Confocal laser microscopy

The fluorescence of PIN2:GFP in Arabidopsis root tip was observed (with the same Olympus FV-1000 confocal microscope) as described previously23. To image GFP, the 488- and 514-nm lines of the argon laser were used for excitation and emission was detected at 510 and 530 nm, respectively. Approximately 10 seedlings/images were examined and at least two independent experiments were performed, giving the same statistically significant results. All images were taken under the same conditions.

Real-time RT-PCR

Total RNA was extracted from Arabidopsis plants and then real-time RT-PCR was assayed as described previously24. Real-time RT-PCR was performed in 25 μL reaction mixture composed of cDNA by using the DNA Engine Opticon 2 system (MJ Research, USA) for continuous fluorescence detection. Gene-specific primers for real-time RT-PCR were designed using Primer 5 software (Table S1). At-ACT2 is a strongly and constitutively expressed “house-keeping” gene in Arabidopsis plants, so the quantification of mRNA levels was based on comparison with the level of mRNA for At-ACT2.

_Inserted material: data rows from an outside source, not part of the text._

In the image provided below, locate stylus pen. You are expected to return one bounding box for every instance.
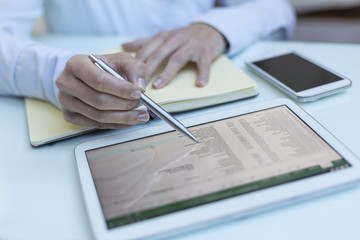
[89,54,198,143]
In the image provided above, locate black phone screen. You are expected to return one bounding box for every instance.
[253,53,342,92]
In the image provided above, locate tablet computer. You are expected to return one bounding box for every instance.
[75,98,360,239]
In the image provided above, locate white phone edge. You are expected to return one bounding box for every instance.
[245,50,352,102]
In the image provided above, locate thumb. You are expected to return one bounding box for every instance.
[122,37,150,52]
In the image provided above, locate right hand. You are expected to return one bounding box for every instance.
[56,52,150,129]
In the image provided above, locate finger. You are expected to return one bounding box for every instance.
[152,45,194,89]
[195,48,212,87]
[62,110,134,129]
[67,54,144,97]
[57,76,139,111]
[145,36,186,83]
[122,37,150,52]
[101,52,146,90]
[135,32,169,62]
[60,93,150,127]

Gravitropic reorientation assay

Arabidopsis roots grown in TPG or IPG were gravistimulated by 90° rotation. Plates were photographed at specified time intervals after gravistimulation with a Nikon COOLPIX800 digital camera (Tokyo, Japan). ImageJ software was used for the measurement of root tip angles as described previously25.

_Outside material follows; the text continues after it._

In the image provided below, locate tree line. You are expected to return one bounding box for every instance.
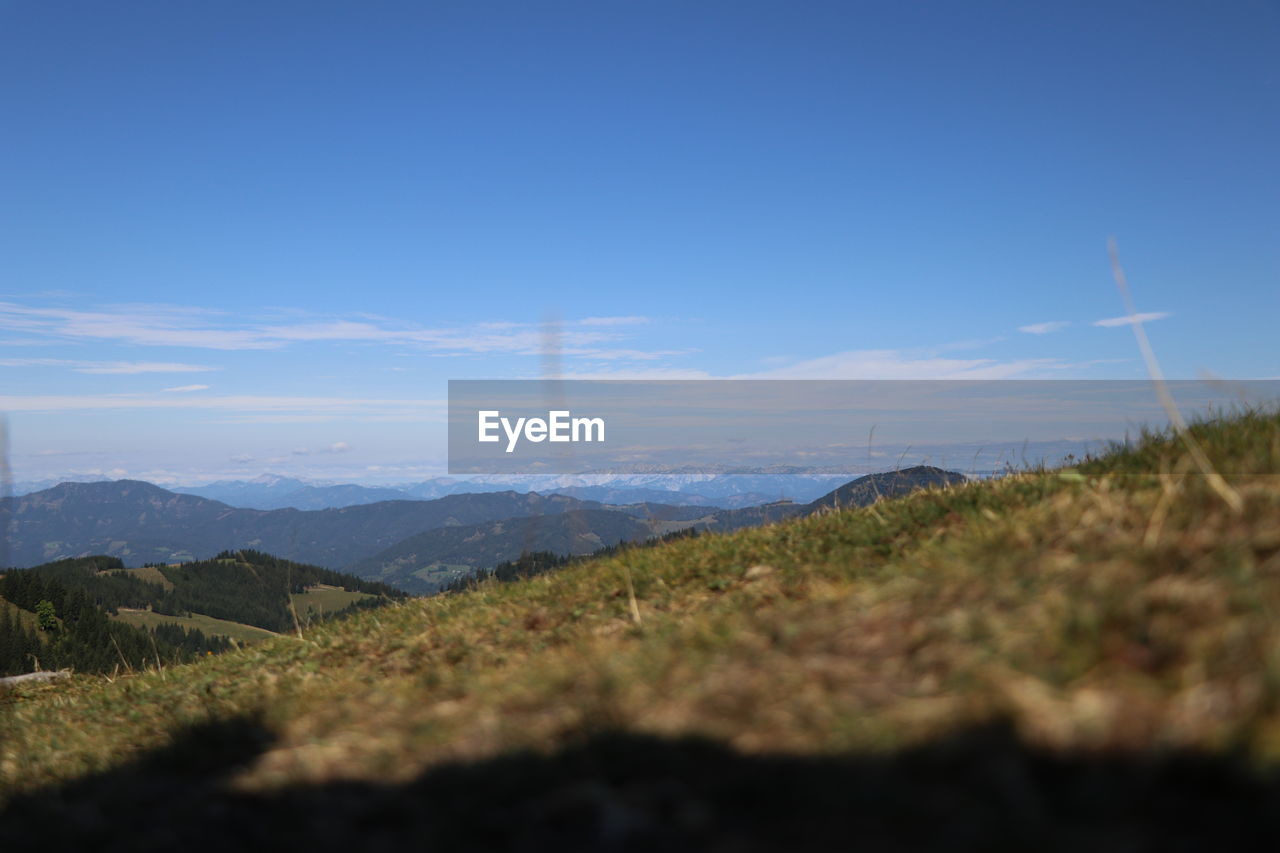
[6,551,404,633]
[0,570,229,677]
[152,550,405,632]
[0,550,405,677]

Assay of H+ or Ca2+ flux in root cap

H+ or Ca2+ fluxes were measured non-invasively using SIET (scanning ion-selective electrode technique, SIET system BIO-003A; Younger USA Science and Technology Corporation; Applicable Electronics Inc.; Science Wares Inc., Falmouth, MA, USA)26,27. Arabidopsis plants were equilibrated in measuring solution for 20–30 min, these equilibrated Arabidopsis plants were transferred to the measuring chamber, a small plastic dish (3-cm diameter) containing 2 to 3 mL of fresh measuring solution. When the root became immobilized at the bottom of the dish, the microelectrode was vibrated in the measuring solution between two positions, 5 μm and 35 μm from the root surface, along an axis perpendicular to the root. The background was recorded by vibrating the electrode in measuring solution not containing roots. Microelectrode were made and silanized by Xuyue Science and Technology Co., Ltd.

Statistical analyses

Data were subjected to analysis of variance and post hoc comparisons were done with Duncan's Multiple Range Test at P < 0.05 level. The statistical software program used was SPSS version 13.0. The values are the means and SD of six replicates from two independent experiments.